Uighur children fall victim to China anti-terror drive
July 09, 2018On a quiet street in the ancient Silk Road city of Kashgar, a house lies empty, padlocked from the outside, the family who lived there gone.
The father was detained in February; three months later the mother was also taken away by authorities. They had allegedly shared extremist Islamist content on their mobile phones, family friends said.
Despite protests from relatives, two of their children, aged 18 and 15, were then detained and their younger two, aged seven and nine, were sent to a state welfare centre. “The grandfather even wept, but the authorities would not let him keep his grandchildren,” recalled an acquaintance.
The family had fallen foul of an anti-terror drive conducted by Beijing, which has forcibly separated families, sending thousands of children to de facto orphanages, according to Uighurs interviewed in China and abroad by the Financial Times.

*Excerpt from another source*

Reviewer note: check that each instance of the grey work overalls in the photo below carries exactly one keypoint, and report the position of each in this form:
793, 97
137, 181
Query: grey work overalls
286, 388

The widening scale of the detentions means it is increasingly common for entire extended families to be separated from their children. The younger children are then sent to “child welfare guidance centres” while older children are sometimes sent to state-run vocational institutes, according to residents in Urumqi, Xinjiang’s capital, and Kashgar.
If both parents are in jail, the child will be sent to a re-education centre for ‘special children’,” said a former teacher in one of the re-education centres. “The child is forbidden to go to school with the normal children because the parents have a political problem.
In early 2017, Xinjiang began building dozens of these welfare centres, according to public tenders issued by local county governments and local state media reports. The orphanages are being built under a new “five guarantees” policy begun in 2017 that aims to provide orphans with state-sponsored care until they turn 18.
The centres are usually massive in scale, even when located in remote areas. In Yumin county, with a population of 50,000, authorities recently broke ground on a 3,000 sq m centre at a cost of Rmb9.8m ($1.5m). One county in Kashgar built 18 new orphanages in 2017 alone, according to local media.
Not all children are sent to welfare centres, say Xinjiang residents. The rapid escalation of detentions has left local governments unprepared to manage the thousands of children needing care. Some board at existing state-run schools. Older children can be sent to vocational schools, a practice that has existed in China, albeit on a very small scale, for years.
“There has been a big readjustment within the educational system here because of the training schools,” said a retired government official in Kashgar surnamed Dong, employing a common euphemism for the detention centres. “[The children] eat, sleep and learn on the government’s expense, though I would not advise you to send your own children there. It is really all just the children of Uighurs.”
Mutelip (a pseudonym), an Uighur living in the US, had two cousins aged 10 and 12 taken away by government officials and sent to an unspecified school on a state scholarship last April. His grandparents cut off communication with him, fearing punishment for communicating with someone abroad.